Annual income has grown by 11% compared to the previous 12 month period thanks to a successful period of leasing activity and rent reviews, which has added some £2m of new rental income from a total of 27 transactions. In many cases we were able to grow rents in excess of inflation over a corresponding five year period, which endorses our investment strategy of owning property aligned to structural tailwinds combined with an active management approach.
Consistent with the market, the Fund’s office assets have not been immune from the wider challenges being felt across the sector, however, this has been our most actively managed part of the portfolio. Over the past 3-4 years we have undertaken seven major refurbishments to improve occupational amenity and enhance EPC certifications, resulting in seven significant lettings. Over 75% of the offices are now rated EPC A-B while the total occupancy rate stands at 94%, testament to our positive occupier engagement. Concurrently, we have taken the opportunity to reduce our exposure to offices generally by selling down weaker specified offices with a total of five sales over the past two years. A further 1-2 office sales are expected over the coming few months, resulting in a target allocation of 20-25% of portfolio value.

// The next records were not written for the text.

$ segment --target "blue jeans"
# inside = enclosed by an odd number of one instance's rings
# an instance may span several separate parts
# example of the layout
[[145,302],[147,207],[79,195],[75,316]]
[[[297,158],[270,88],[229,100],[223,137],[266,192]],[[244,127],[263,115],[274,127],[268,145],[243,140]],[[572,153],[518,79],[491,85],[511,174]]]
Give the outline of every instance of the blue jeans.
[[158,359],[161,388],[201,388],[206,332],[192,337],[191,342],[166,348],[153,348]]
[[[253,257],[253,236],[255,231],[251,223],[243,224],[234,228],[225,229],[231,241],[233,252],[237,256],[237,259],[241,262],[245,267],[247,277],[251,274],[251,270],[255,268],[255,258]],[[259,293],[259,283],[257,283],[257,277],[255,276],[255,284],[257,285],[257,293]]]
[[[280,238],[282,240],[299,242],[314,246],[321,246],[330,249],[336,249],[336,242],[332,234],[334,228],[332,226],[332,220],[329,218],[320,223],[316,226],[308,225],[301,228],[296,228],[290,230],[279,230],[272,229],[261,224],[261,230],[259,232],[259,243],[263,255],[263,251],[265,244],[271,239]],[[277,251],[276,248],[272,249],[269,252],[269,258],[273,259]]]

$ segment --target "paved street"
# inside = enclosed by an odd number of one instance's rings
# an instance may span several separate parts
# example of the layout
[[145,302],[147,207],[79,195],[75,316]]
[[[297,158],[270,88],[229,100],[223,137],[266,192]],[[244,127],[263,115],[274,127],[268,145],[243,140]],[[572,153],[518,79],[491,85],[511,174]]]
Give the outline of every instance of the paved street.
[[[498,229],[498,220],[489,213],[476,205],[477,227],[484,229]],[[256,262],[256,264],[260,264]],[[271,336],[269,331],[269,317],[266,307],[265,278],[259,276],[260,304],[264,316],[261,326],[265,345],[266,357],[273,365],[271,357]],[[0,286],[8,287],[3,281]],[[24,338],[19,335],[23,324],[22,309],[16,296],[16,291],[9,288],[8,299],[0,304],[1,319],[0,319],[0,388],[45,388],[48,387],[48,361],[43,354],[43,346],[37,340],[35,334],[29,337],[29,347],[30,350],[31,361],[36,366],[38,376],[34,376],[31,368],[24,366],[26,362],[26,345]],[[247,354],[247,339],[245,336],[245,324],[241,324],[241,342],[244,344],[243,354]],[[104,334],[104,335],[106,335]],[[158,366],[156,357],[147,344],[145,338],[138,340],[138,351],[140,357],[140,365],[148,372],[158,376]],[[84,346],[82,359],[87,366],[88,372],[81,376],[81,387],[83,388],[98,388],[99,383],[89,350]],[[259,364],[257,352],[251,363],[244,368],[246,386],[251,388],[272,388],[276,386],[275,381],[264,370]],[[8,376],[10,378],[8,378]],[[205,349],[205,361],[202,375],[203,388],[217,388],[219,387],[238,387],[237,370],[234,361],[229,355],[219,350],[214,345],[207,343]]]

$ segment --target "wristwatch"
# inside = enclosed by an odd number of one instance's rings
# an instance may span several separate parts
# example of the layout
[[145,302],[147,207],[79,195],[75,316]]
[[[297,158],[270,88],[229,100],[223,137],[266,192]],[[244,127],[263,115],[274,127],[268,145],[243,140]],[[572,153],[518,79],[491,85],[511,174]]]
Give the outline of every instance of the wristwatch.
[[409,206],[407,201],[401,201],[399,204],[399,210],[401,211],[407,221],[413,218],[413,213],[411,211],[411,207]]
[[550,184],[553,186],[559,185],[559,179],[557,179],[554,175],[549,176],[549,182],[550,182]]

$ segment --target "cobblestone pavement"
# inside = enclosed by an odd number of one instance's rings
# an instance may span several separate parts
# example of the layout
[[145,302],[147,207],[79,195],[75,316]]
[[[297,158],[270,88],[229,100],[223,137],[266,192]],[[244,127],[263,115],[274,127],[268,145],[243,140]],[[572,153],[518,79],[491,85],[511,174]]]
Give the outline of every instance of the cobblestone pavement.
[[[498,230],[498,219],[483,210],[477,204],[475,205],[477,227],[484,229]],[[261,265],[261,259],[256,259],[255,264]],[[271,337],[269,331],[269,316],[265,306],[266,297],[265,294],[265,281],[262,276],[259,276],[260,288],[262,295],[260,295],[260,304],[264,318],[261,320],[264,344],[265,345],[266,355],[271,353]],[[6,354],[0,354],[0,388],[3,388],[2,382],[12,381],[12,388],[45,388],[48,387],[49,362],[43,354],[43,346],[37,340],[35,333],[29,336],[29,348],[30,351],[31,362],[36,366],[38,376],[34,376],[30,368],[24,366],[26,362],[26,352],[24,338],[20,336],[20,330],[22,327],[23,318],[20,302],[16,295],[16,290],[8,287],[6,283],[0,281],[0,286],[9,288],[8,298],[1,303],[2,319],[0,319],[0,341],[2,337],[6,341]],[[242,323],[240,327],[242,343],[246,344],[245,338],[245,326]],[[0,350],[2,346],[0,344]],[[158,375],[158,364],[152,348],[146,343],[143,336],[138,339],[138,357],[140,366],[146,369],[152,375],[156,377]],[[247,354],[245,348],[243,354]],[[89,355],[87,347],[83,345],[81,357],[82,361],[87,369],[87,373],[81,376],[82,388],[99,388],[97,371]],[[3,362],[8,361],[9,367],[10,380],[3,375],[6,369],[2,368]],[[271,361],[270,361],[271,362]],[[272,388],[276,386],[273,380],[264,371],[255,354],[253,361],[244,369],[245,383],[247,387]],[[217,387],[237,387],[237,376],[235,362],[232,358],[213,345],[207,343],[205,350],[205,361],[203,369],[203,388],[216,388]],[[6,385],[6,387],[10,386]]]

We have been satisfied with the performance of the Fund’s residential strategy which has grown to over £20m across six different locations. Not only has it been one of the most resilient sectors for the Fund over the past 12 months it has exceed income expectations with a current occupancy rate of 96%, a net yield ahead of target and current annual rental growth of 5.8%. The outlook for the sector remains positive due to strong demand/supply fundamentals to support robust peformance over the medium to long term.
Market Outlook
Property markets are dynamic. In a fast-moving world, where occupational trends have either accelerated or been challenged by the pandemic, a proactive management approach is required to ensure long term portfolio resilience. In a higher gilt yield environment, the case for property being a bond-proxy is no longer compelling and we would question the continued relevance of a passive asset management approach that many managers follow. Buying property on long leases to tenants with a strong credit rating will not be enough to deliver attractive returns. A clear focus on the underlying real estate fundamentals and an active management approach will ultimately be the drivers of long term performance
We acknowledge the economy remains fragile and there are risks out there that are not in our control, but property for its resilient income and diversification benefits, as part of an endowment’s investment portfolio, requires a long-term commitment.
Accordingly, current market uncertainty presents opportunities for considered and patient investors. Investors should remain unstintingly focussed on real estate fundamentals – with all investment decision-making determined by the current and anticipated requirements of occupiers.
We expect income will be the main driver of property returns in 2024 and, in a higher interest rate environment, income growth will be required to boost performance. In the last 10 years PITCH has delivered an annualised return of 6.9%, of which over 80% is derived from its distributed income, considerably outperforming the MSCI/AREF UK All Balanced Open-Ended Funds Index. It is this continued focus on income through active management that will enable us to continue to deliver attractive, long term returns to charities in a changing world.